Sechs Monate Freiheitsstrafe – erhebliche rechtswidrige Tat?

Die Unterbringung nach § 64 StGB setzt die Verurteilung wegen einer erheblichen rechtswidrigen Tat voraus. Von einer solchen geht der OLG Celle, Beschl. v. 17.11.2011 – 32 Ss 140/11 – aus, wenn der Angeklagte wegen eines Vergehens der vorsätzlichen Körperverletzung in Tateinheit mit Widerstand gegen Vollstreckungsbeamte und Beleidigung, bei der der Angeklagte im Zustand der alkoholbedingt erheblich verminderten Schuldfähigkeit einem Polizeibeamten einen gezielten Faustschlag gegen die Stirn versetzt hat, zu einer Freiheitsstrafe von 6 Monaten verurteilt worden ist, so handelt es sich um eine erhebliche rechtswidrige Tat i. S. d. § 64 StGB. Dazu heißt es:

„Zwar steht dem Tatrichter bei der Frage der Unterbringung des Angeklagten in einer Entziehungsanstalt ein Ermessensspielraum zu, und zwar sowohl materiellrechtlich gem. § 64 S. 1 StGB (als Sollvorschrift) als auch prozessual hinsichtlich der Erforderlichkeit der Hinzuziehung eines Sachverständigen nach § 246a S. 2 StPO in Fällen, in denen das Gericht die Anordnung der Maßregel nicht einmal erwägt (zu den Kriterien hierfür und den schon im Gesetzgebungsverfahren vertretenen unterschiedlichen Ansichten vgl. Meyer-Goßner, StPO, 54. Aufl., § 246a Rn. 3 m.w.N.). Insoweit ist es auch nicht rechtsfehlerhaft, von der Hinzuziehung eines Sachverständigen abzusehen, wenn das Gericht bereits aus rechtlichen Gründen, die der Bewertung durch einen Sachverständigen entzogen sind, von der Anordnung der Maßregel absehen will, namentlich deswegen, weil die vom Angeklagten zu erwartenden Straftaten keine erheblichen Straftaten i. S. d. § 64 StGB sind oder weil die Anordnung gegen den Verhältnismäßigkeitsgrundsatz verstoßen würde.

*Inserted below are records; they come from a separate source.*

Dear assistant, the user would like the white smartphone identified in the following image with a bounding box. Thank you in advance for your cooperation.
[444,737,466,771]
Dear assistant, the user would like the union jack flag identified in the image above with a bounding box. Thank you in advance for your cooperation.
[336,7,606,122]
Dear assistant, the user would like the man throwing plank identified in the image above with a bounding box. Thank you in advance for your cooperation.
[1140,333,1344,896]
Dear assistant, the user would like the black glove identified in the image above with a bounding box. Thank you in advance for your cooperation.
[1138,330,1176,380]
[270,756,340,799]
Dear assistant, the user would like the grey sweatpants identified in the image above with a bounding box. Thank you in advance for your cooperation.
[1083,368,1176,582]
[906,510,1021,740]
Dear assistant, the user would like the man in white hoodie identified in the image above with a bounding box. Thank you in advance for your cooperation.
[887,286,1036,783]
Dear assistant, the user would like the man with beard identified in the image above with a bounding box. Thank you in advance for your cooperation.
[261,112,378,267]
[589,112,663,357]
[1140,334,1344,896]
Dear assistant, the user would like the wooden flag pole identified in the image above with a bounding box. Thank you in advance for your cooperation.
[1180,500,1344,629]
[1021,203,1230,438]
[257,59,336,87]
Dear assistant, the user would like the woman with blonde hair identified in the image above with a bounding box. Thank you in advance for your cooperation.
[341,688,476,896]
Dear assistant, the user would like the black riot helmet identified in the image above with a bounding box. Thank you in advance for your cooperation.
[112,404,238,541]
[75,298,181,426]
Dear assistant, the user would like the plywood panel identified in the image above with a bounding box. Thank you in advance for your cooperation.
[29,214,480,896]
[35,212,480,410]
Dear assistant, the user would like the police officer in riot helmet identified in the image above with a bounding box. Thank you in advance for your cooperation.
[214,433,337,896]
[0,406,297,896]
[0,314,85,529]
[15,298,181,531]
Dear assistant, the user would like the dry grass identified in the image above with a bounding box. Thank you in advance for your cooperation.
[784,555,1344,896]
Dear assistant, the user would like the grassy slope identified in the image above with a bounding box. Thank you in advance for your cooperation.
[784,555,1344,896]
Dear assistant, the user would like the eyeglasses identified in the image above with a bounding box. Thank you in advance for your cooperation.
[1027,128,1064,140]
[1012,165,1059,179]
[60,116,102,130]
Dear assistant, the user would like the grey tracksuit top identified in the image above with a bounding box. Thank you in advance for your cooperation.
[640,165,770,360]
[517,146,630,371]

 Im konkreten Fall steht jedoch zu besorgen, dass das Landgericht zu enge Kriterien an den Begriff der erheblichen rechtswidrigen Tat i. S. d. § 64 StGB angelegt hat. Zwar reichen hierfür geringfügige Taten wie der Erwerb kleiner Rauschgiftmengen zum Eigenverbrauch (BGH NStZ 1994, 280), kleine Diebstähle oder Betrügereien (BGH NStZ 1992, 178) nicht aus. Insoweit hat das Landgericht, ausgehend von der Prämisse, dass von dem Angeklagten nur solche Taten zu erwarten seien, die er schon begangen hat, rechtsfehlerfrei Taten der Leistungserschleichung und des Erwerbs von Betäubungsmitteln zum Eigenkonsum als erhebliche rechtswidrige Taten ausgeschlossen.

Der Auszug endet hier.